À primeira vista, esses números parecem indicar a inexistência de graves problemas quanto à formação. Só que não! Temos o hábito de medir o conhecimento, principal ou exclusivamente, pela titulação acadêmica. Em outras palavras, o fato de uma pessoa ter graduação completa confere a ela, automaticamente, um atestado de competência. Se for pós-graduada, então, é quase incontestável. Porém, se analisarmos as competências necessárias para uma educação transformadora e sintonizada com as mudanças radicais vivenciadas pela sociedade no século 11, ouso afirmar que a maioria do corpo docente na educação básica não está preparada adequadamente, especialmente em grande parte rede pública.

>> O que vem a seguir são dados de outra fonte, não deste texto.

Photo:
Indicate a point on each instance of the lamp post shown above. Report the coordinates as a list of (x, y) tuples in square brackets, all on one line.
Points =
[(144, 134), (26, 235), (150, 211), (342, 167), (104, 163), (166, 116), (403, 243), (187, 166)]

Outra informação fundamental para entendermos a situação brasileira foi revelada na Pesquisa Internacional sobre Ensino e Aprendizagem (Talis) da Organização para a Cooperação e Desenvolvimento Econômico (OCDE), divulgada dia 19 último: professores e professoras brasileiras recebem os piores salários em um universo de 48 países avaliados. Além disso, ao contrário de outros países, os profissionais de educação no Brasil não têm diferença de salário ao longo da carreira. Nesse sentido, o Anuário aponta que R$ 3.823 era a média salarial nacional da atividade docente em educação básica na rede pública, em valores de dezembro de 2018 corrigidos pelo INPC. Não custa lembrar que o piso nacional definido pelo MEC para 2019 é de R$ 2.577,74 para uma jornada de 40 horas semanais.

Faço, então, uma primeira pergunta: com esse nível de remuneração, aliado ao crescente nível de desgaste físico e emocional, é uma atividade atraente para jovens que buscam um futuro profissional promissor? Para responder, recorro a uma pesquisa de 2018 do Todos pela Educação, em que salta aos olhos a seguinte informação: 49% dos professores não recomendam a profissão! Percebe-se que é uma atividade profissional cada vez menos valorizada, não apenas por governantes, mas pela sociedade em geral.

Como resolver essa situação? Tenho falado há algum tempo sobre a proposta de se criar a carreira nacional de docente da educação básica, com competências e atribuições bem definidas que justifiquem uma remuneração capaz de atrair novos talentos. Ainda que não seja exclusivo, a remuneração é um dos principais fatores que influenciam a escolha de uma carreira por jovens. Qualquer profissão que pague ótimos salários tem mais chance de atrair estudantes com melhor desempenho.

A criação de uma carreira pública unificada nacional, como parte de uma política de Estado (não de governo), precisará enfrentar alguns desafios. O primeiro é estabelecer um processo de transição que permita combinar a contratação de novos talentos ao mesmo tempo em que profissionais do magistério atualmente no serviço público passem por um processo de seleção rigoroso como requisito para ingressar na nova carreira. O segundo é garantir que o processo de implantação seja amplamente discutido pela sociedade e tenha por base um planejamento para os 20 anos seguintes, com metas desafiadoras, indicadores claros e responsabilidades bem definidas.

Claro que pode ser apenas um sonho e que haja um risco muito grande de continuarmos a ver a maioria de docentes e da sociedade repetir, com orgulho, que o magistério é, acima de tudo, um sacerdócio. Por mais que possa parecer uma citação elogiosa, na verdade, serve apenas para que tudo continue como está. Se quisermos que nosso país mude de patamar, precisamos sair do sacerdócio em direção a uma profissão respeitada e valorizada.